The Democratic Convention is on this week, and I really ought to be watching more of it.
After all, I’m mildly interested in the upcoming presidential election, and the conventions are when the parties put together the complete package of who their candidate is and what he stands for. Besides that, there’s the whole obligation-as-a-newspaper-editor thing. For some reason, people seem to think newspaper editors ought to know what’s going on in the world. Go figure.
I have watched some of the convention, mind you. Monday night, for instance, I watched former Rep. Jim Leach, a Republican, explain why he was supporting Barrack Obama. Of course, the main reason I watched Leach is that the Iowan was once my own congressman. In fact, he was the very first congressman I ever voted for. As speeches go, Leach made some nice points, but he was about as interesting as watching cotton grow. So I think I deserve some credit for sitting through it.
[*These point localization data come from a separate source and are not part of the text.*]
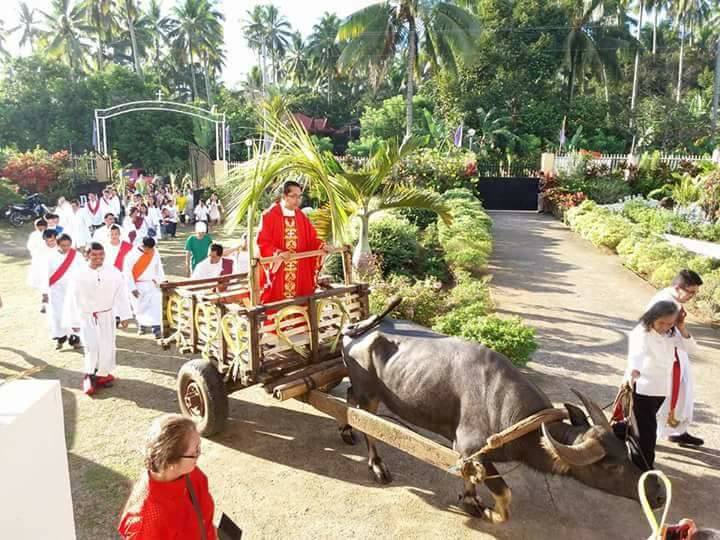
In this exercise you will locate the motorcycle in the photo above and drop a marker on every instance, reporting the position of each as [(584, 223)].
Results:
[(31, 209)]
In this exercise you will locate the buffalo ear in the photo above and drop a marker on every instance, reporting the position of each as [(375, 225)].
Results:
[(577, 415)]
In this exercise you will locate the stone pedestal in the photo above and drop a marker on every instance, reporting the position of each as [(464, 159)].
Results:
[(35, 498)]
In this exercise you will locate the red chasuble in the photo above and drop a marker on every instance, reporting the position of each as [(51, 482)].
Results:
[(296, 234)]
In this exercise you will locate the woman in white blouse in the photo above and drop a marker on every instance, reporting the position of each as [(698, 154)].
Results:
[(650, 358)]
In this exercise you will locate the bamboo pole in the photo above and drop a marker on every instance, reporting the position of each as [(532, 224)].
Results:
[(388, 432), (315, 380)]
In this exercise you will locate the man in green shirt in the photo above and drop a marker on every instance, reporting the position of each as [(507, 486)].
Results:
[(197, 247)]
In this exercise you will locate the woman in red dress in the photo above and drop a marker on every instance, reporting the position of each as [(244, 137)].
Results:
[(171, 498)]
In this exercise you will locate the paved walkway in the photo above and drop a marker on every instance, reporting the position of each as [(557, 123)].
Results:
[(583, 302)]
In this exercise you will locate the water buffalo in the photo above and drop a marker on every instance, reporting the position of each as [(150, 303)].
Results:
[(466, 392)]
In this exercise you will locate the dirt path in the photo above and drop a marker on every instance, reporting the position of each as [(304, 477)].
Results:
[(583, 302), (281, 470)]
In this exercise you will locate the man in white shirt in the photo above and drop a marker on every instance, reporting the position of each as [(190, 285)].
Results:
[(102, 233), (146, 274), (676, 413), (97, 293), (61, 267), (35, 245), (94, 214)]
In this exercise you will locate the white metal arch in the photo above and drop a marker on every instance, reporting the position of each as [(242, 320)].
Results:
[(101, 115)]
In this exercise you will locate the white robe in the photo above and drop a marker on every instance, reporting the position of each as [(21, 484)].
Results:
[(95, 219), (95, 297), (79, 228), (148, 305), (58, 291), (129, 226), (36, 246), (111, 206), (686, 396)]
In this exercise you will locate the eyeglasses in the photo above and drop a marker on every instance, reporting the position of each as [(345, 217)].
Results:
[(196, 456)]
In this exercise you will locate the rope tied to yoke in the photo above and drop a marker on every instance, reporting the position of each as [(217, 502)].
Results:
[(498, 440)]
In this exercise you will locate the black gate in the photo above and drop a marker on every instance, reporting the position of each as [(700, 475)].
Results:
[(513, 193)]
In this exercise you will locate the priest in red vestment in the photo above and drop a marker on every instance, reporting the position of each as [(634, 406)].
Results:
[(285, 229)]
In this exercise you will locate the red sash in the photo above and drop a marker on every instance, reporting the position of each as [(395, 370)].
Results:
[(125, 248), (60, 272), (93, 211)]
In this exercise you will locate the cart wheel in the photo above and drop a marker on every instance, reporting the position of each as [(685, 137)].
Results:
[(202, 396)]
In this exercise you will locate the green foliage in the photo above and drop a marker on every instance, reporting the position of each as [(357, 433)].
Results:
[(8, 194), (508, 336), (421, 299), (395, 242), (467, 241)]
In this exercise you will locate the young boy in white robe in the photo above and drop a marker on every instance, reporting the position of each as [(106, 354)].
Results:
[(35, 245), (146, 275), (62, 264), (97, 293)]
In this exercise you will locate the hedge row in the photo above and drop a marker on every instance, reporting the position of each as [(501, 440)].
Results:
[(647, 253), (465, 310)]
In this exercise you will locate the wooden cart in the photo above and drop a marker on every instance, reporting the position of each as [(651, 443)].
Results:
[(291, 347)]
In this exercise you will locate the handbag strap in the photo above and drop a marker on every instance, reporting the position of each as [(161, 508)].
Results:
[(196, 506)]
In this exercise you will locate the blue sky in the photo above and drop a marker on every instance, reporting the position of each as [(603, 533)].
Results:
[(302, 14)]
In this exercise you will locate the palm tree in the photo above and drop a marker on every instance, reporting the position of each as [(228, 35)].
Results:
[(325, 50), (131, 15), (592, 44), (492, 130), (101, 19), (686, 12), (65, 30), (277, 37), (160, 27), (296, 59), (193, 20), (374, 34), (28, 25)]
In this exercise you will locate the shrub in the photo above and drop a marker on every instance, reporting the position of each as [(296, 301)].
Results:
[(395, 242), (510, 336), (422, 300), (467, 241)]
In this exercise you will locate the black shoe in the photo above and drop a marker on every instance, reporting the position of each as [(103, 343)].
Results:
[(687, 439)]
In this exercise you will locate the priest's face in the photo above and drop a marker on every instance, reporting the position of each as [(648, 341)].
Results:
[(114, 237), (293, 198), (64, 245), (97, 258)]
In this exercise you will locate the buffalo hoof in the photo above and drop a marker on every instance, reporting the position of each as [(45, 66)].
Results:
[(348, 435), (472, 505), (380, 472)]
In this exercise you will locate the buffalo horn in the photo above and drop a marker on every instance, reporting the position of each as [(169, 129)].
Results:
[(594, 410), (578, 455)]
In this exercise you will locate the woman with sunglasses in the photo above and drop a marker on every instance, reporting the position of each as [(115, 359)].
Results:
[(651, 352), (676, 413), (171, 499)]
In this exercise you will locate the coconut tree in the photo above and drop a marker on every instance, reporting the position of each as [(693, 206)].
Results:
[(66, 27), (324, 50), (193, 19), (443, 31), (28, 26), (592, 44)]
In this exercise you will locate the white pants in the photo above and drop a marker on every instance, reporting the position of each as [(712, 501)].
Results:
[(148, 306), (98, 337)]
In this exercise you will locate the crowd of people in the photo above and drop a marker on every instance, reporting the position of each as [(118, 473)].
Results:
[(97, 266)]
But the upshot is that by the time the headliner of the night, Michelle Obama, spoke, I was ready to not be watching the convention anymore. Mrs. Obama is a good speaker, and would no doubt make a classy first lady; but I couldn’t bring myself to watch her entire speech. Promising myself to read all about it in Tuesday’s newspaper, I headed off instead to check my Facebook page.
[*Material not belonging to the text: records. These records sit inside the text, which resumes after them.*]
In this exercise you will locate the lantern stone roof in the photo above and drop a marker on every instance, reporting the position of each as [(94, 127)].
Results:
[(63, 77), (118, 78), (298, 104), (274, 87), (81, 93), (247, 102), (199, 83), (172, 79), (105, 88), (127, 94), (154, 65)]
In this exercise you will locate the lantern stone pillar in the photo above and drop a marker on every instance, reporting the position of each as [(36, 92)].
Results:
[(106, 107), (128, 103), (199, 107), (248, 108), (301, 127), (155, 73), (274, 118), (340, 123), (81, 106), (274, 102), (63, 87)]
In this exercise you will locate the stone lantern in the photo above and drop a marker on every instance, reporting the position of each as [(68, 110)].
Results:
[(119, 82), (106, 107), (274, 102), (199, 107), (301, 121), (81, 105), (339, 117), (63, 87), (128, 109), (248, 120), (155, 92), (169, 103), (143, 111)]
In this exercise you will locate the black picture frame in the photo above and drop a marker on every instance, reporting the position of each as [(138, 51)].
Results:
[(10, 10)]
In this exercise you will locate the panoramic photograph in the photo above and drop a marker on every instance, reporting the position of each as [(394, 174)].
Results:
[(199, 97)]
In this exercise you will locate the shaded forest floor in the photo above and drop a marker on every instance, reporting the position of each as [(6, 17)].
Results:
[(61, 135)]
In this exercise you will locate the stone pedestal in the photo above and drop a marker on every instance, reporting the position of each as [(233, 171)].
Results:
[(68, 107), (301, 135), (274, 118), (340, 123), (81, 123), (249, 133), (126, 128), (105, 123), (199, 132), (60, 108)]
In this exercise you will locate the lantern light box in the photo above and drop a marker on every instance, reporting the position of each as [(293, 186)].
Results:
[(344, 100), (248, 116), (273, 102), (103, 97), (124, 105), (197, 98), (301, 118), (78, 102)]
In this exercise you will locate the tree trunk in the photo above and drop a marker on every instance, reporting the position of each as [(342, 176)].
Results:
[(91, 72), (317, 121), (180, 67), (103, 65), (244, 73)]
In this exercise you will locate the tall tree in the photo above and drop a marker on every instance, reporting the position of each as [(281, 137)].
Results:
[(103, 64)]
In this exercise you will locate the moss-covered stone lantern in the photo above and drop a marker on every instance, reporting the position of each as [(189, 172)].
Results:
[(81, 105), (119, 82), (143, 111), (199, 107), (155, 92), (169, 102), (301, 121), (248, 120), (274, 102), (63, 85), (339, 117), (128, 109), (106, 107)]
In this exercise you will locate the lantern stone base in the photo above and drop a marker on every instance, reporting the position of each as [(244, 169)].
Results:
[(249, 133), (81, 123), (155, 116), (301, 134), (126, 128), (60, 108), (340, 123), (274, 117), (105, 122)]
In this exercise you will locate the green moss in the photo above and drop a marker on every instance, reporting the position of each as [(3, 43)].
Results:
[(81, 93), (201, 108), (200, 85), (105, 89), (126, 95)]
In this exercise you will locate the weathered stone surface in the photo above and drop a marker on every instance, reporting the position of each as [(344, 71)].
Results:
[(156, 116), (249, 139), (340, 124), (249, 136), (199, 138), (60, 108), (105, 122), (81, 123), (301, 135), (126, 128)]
Tuesday night wasn’t much better. I spent the early hours of the evening helping the local soccer association sign up players for the upcoming season and, by the time I got home, I was civic-dutied out. Part of me would have liked to have watched the Hillary drama unfold, but it just wasn’t in the cards. And you know what? When it really comes down to it, helping see to it that local kids have something fun to do on Saturdays this fall is a lot more important to me than watching a political pep rally.
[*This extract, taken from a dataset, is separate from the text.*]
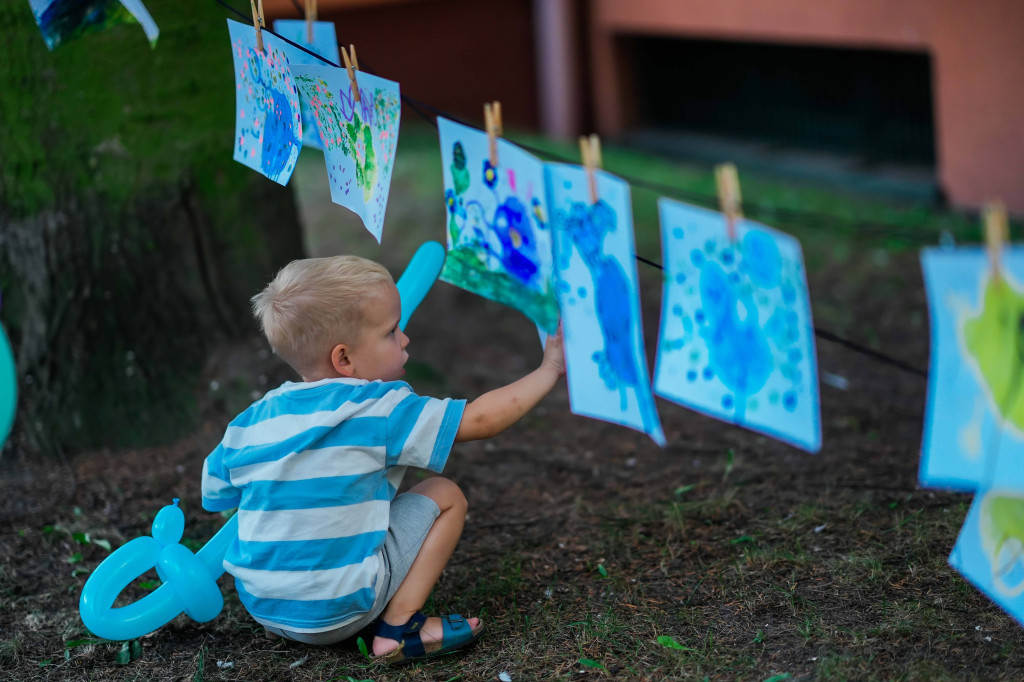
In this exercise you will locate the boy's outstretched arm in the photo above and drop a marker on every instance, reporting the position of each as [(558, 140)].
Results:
[(496, 411)]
And really, that’s all the party conventions are anyway. The real business of the convention could be completed in a day, but the event is spread out, for no other purpose than to springboard the frenzy of the fall campaign. When you read about how meticulously scripted the actual nomination process is, right down to the details of who will call for the "nomination by acclamation," it becomes pretty obvious that there's little "real" about the convention. It's all theatrics.
Not that they're the worst thing in the world, mind you. At the end of the day, it's probably good to at least have a vague realization that the conventions are happening. After all, they're no worse than the charades we'll see in the weeks to come known as "debates."
But as must-see TV, the conventions just don't make the grade.
Oh, sure, I’ll probably still tune in to a bit of the conventions. It’s always fun to watch the candidates give their acceptance speeches, see the balloons drop and watch the crowds go crazy. If nothing else, you’ve got to appreciate the conventions as a unique slice of the American-style democracy.
But if you’re looking for someone who will watch as much of the conventions as humanly possible, recording every minute to the DVR for future playback and evaluation, you’ll have to look someplace else. Because, quite frankly, I’ve got better things to do with my time. And I think you do, too.